Normalisation Flashcards
3
Normalisation
It’s the process of organizing data efficiently to avoid redundancy and maintain accuracy.
Normal forms
Normalization is divided into different “normal forms” (NF) to guide the process of organizing data efficiently.
First Normal Form (1NF)
Rule: Eliminate repeating groups of data and ensure each column holds atomic values (indivisible).
Example: Consider a table for storing customer orders. Instead of having multiple columns for different items ordered (e.g., Item1, Item2, Item3), each order should have its own row with a separate column for each item ordered
Second Normal Form (2NF)
Rule: Meet the requirements of 1NF and ensure that non-key attributes depend on the entire primary key.
Example: Continuing with the customer orders example, if we have a composite primary key (e.g., OrderID and ProductID), each non-key attribute (e.g., OrderDate, ProductPrice) should depend on both the OrderID and ProductID together, not just one of them.
Third Normal Form (3NF)
Rule: Meet the requirements of 2NF and ensure that non-key attributes depend only on the primary key, not on other non-key attributes.
Example: Extending the customer orders table, if we have a non-key attribute like CustomerName, it should depend solely on the OrderID (primary key), not on any other attributes like ProductID.
Redudancy
Redundancy refers to the unnecessary repetition or duplication of information within a dataset or system.
Update anomalies
Insertion
Deletion
Modification
Insertion anomalies
It means you can’t insert new data into a database without having to provide additional, possibly unnecessary information.
Deletion anomalies
Happen when removing data from a database leads to unintentional loss of other related data.
Modification anomalies
When making changes to data in a database leads to inconsistencies or errors.
Insertion anomalies example
Imagine you have a table to store information about students and the courses they are enrolled in.
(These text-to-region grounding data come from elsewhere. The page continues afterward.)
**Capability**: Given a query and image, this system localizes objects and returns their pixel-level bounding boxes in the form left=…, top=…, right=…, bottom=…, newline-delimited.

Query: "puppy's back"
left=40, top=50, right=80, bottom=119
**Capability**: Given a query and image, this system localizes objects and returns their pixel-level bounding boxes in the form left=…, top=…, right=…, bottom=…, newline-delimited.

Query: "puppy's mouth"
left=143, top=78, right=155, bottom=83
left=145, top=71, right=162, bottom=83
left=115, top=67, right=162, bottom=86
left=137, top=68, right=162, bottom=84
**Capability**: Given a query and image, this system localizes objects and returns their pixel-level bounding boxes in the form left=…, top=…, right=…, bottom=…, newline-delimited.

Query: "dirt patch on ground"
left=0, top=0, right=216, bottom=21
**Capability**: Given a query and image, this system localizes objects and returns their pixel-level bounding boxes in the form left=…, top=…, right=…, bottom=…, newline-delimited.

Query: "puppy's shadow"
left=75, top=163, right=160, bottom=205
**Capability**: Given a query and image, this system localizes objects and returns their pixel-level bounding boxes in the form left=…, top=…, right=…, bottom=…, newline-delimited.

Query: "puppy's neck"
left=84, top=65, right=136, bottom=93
Each row represents a student-course combination. Let’s say the table has columns for StudentID, StudentName, CourseID, and CourseName.
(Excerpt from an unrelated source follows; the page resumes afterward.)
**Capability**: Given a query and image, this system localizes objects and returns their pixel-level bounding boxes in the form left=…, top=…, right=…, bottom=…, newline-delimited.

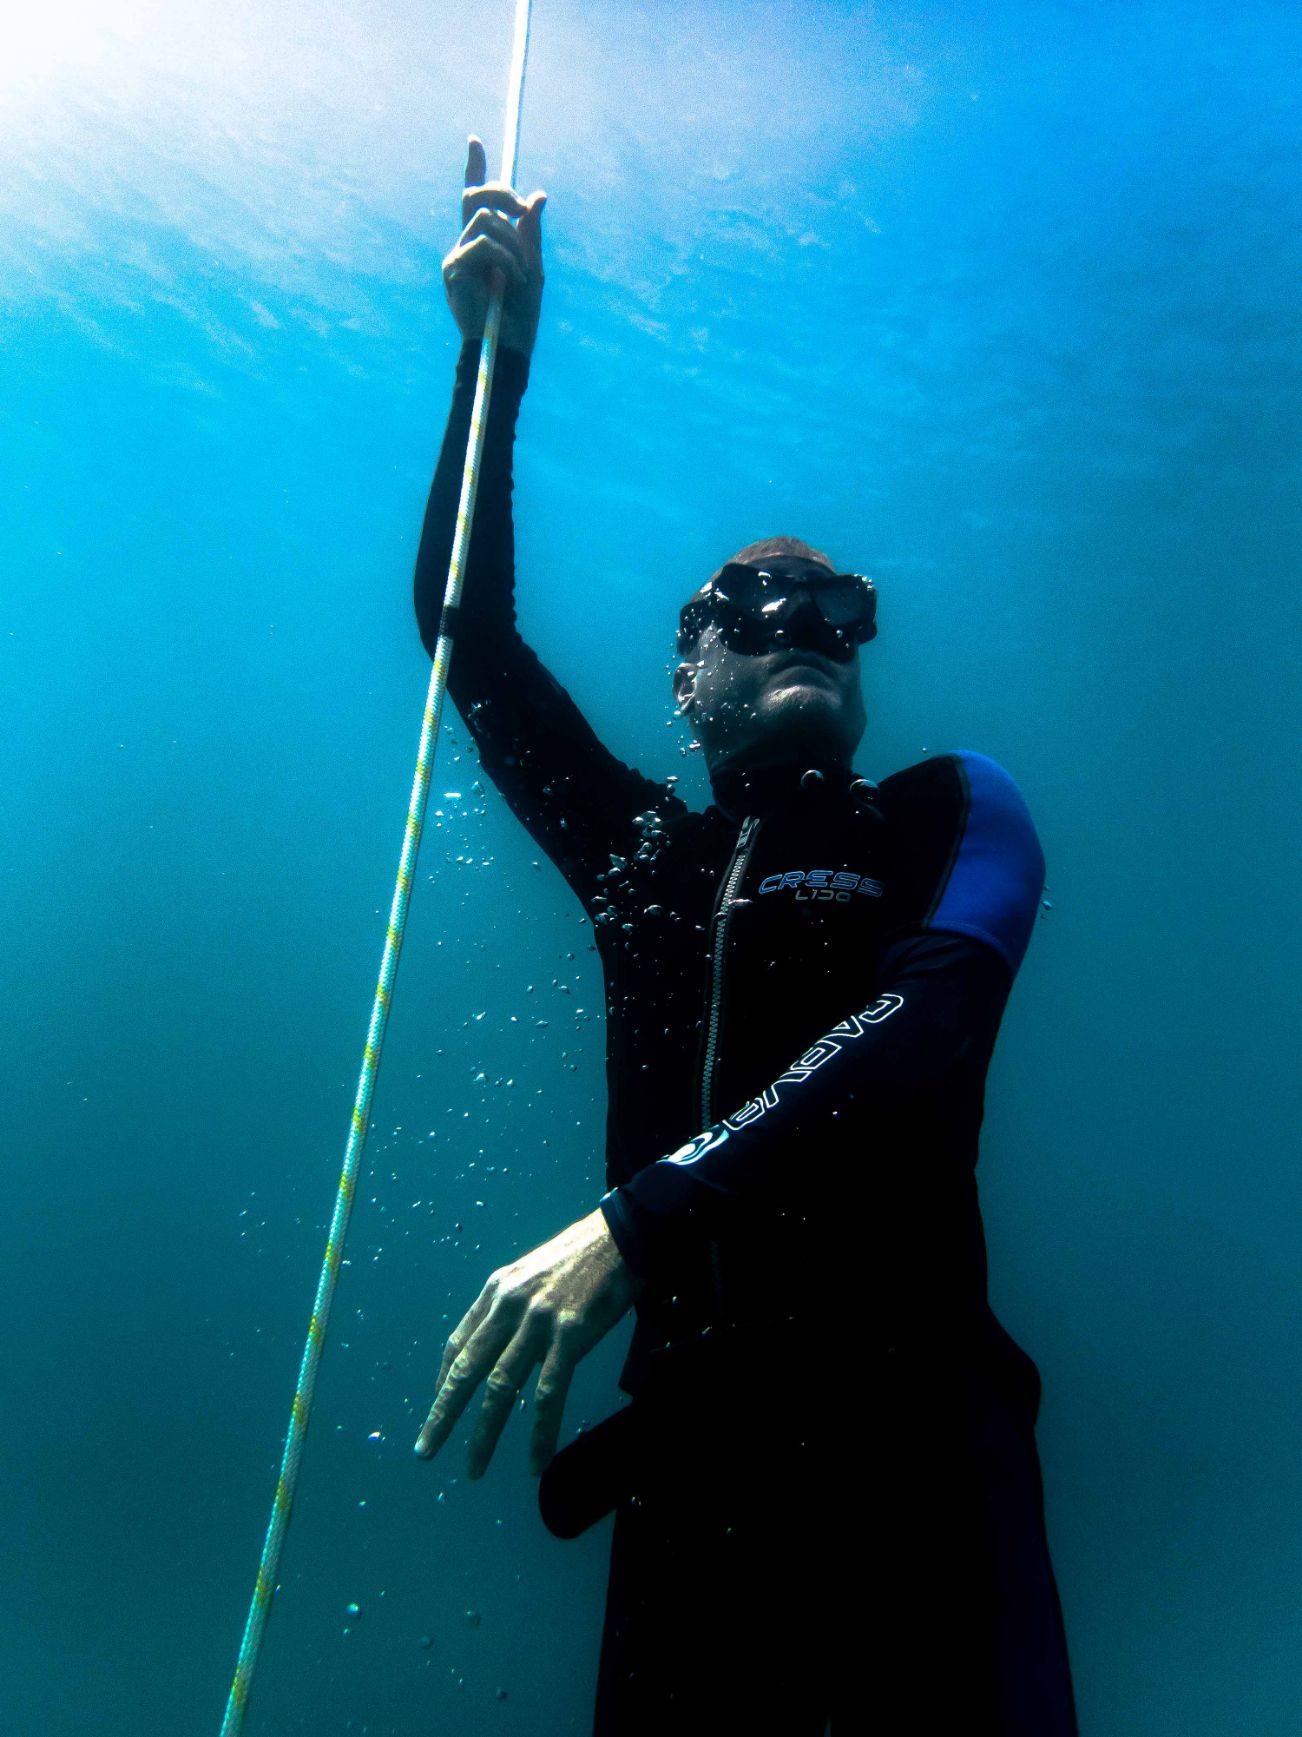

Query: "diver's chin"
left=761, top=681, right=843, bottom=730
left=699, top=684, right=858, bottom=777
left=752, top=689, right=851, bottom=761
An insertion anomaly might occur if you try to add a new student who hasn’t enrolled in any courses yet. Since the table is designed to store both student and course information together, you can’t insert the new student without also specifying at least one course they are enrolled in. This forces you to provide unnecessary course information just to add the new student
Deletion anomalies examples
Imagine you have a table storing employee information, including their department. Each row represents an employee, with columns for EmployeeID, EmployeeName, and Department. Now, let’s say an employee leaves the company, and you delete their row from the table.
If this employee was the only one in their department, deleting their record would also remove the department information from the table. This unintended loss of department data is a deletion anomaly because you didn’t mean to lose department information, but it happened because it was tied to the employee being deleted.
To prevent deletion anomalies, you might need to redesign the database to store department information separately or handle deletion operations more carefully to ensure related data isn’t lost unintentionally.
Modification anomalies example
Imagine you have a table storing customer orders, including order details like OrderID, CustomerName, and ProductName. Now, let’s say a customer changes their name, and you need to update it in the database.
If you only update the customer’s name in one place (e.g., in the table where orders are stored), you might end up with inconsistencies if the same customer’s name appears in other tables. For instance, if the customer’s name is also stored in a separate table for customer information, and you forget to update it there, you’d have inconsistent data. This inconsistency is a modification anomaly because the modification (updating the customer’s name) didn’t propagate properly across all relevant places.
Transitive dependency
A relationship between between three columns: A (the
PK), B and C.
Hence, a transitive dependency occurs when a non-PK
column is functionally dependent on another non-PK
column